The Clear Winner in the Criminal Defense World: Attorney
Using this methodology, the data suggests that, in nearly all cities studied, criminal defense firms who rank well for the vanity keyword “criminal defense attorney” in their locale would reach a larger audience than those that rank equally well for “criminal defense lawyer.” Searches for “attorney,” on average, were 14% more popular than searches for “lawyer”:
The Strong Winner in Personal Injury: Lawyer
However, Google Trends results suggest that the opposite is true for law firms in the personal injury field. There, searches for “personal injury lawyer” outpaced searches for “personal injury attorney” by an average of 8%:
Conclusion: Using the Right Vanity Keyword Reaches a Wider Audience
From this data from Google Trends, it’s clear that you can target an audience 10-20% larger, simply by carefully choosing which vanity keyword you target in your firm’s online marketing efforts.
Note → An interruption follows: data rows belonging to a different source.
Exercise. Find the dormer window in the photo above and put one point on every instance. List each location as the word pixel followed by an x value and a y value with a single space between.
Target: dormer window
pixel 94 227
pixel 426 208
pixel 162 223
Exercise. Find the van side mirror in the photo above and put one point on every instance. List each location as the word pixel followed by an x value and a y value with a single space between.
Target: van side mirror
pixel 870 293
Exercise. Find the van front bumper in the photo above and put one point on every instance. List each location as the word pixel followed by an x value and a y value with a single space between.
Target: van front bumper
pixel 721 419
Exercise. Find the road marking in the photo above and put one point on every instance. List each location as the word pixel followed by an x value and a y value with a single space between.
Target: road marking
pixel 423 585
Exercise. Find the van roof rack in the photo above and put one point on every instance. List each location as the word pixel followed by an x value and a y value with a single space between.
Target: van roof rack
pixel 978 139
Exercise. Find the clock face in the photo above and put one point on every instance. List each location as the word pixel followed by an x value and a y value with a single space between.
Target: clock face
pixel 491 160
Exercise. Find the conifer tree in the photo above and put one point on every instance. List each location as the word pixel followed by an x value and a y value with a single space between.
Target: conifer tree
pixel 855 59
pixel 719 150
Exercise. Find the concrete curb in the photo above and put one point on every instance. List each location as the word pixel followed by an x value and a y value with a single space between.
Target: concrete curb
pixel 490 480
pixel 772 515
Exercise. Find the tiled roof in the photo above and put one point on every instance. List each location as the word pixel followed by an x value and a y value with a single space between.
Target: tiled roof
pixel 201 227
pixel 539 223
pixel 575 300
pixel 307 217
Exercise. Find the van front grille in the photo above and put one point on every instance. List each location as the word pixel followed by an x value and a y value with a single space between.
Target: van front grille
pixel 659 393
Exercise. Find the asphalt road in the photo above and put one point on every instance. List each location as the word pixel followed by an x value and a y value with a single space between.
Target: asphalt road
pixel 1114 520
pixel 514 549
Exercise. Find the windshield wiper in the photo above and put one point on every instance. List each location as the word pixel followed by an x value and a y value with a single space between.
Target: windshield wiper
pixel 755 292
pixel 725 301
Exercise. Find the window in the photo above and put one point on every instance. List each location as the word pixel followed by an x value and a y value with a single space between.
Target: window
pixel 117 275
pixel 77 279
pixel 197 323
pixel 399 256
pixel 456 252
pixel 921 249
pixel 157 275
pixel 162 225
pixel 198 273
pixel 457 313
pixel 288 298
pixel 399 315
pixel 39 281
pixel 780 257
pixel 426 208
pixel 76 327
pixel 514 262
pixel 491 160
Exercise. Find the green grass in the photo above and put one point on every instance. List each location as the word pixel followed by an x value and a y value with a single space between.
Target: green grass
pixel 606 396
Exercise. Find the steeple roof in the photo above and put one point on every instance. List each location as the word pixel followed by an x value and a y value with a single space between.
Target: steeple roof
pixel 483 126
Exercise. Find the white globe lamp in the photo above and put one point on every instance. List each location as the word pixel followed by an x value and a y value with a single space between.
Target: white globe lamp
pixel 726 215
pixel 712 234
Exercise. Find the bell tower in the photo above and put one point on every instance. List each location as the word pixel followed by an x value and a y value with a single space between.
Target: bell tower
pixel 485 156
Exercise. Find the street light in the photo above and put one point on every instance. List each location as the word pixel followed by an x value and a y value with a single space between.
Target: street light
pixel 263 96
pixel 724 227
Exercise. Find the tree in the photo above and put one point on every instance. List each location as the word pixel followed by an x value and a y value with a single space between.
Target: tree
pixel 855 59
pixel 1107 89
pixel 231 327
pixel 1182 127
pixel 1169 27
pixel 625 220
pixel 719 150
This means doing the keyword research for your legal field and your locale, finding out which vanity keyword is used more often by potential clients in online searches, and then hitting that keyword again and again and again in your legal blog.
Caveat: Findings Only as Good as the Data
As with any study, though, the findings can only be as accurate as the data used to get there. We at Myers Freelance operate in the full awareness that there is a lot of misinformation in online marketing studies, and that raw and unbiased data is hard to find, especially in the macro sense. When that data comes from Google, itself – as in the case of Google Trends – it makes us especially skeptical because Google, as a marketing company, has a vested interest in making that data come out in certain ways to improve its apparent value.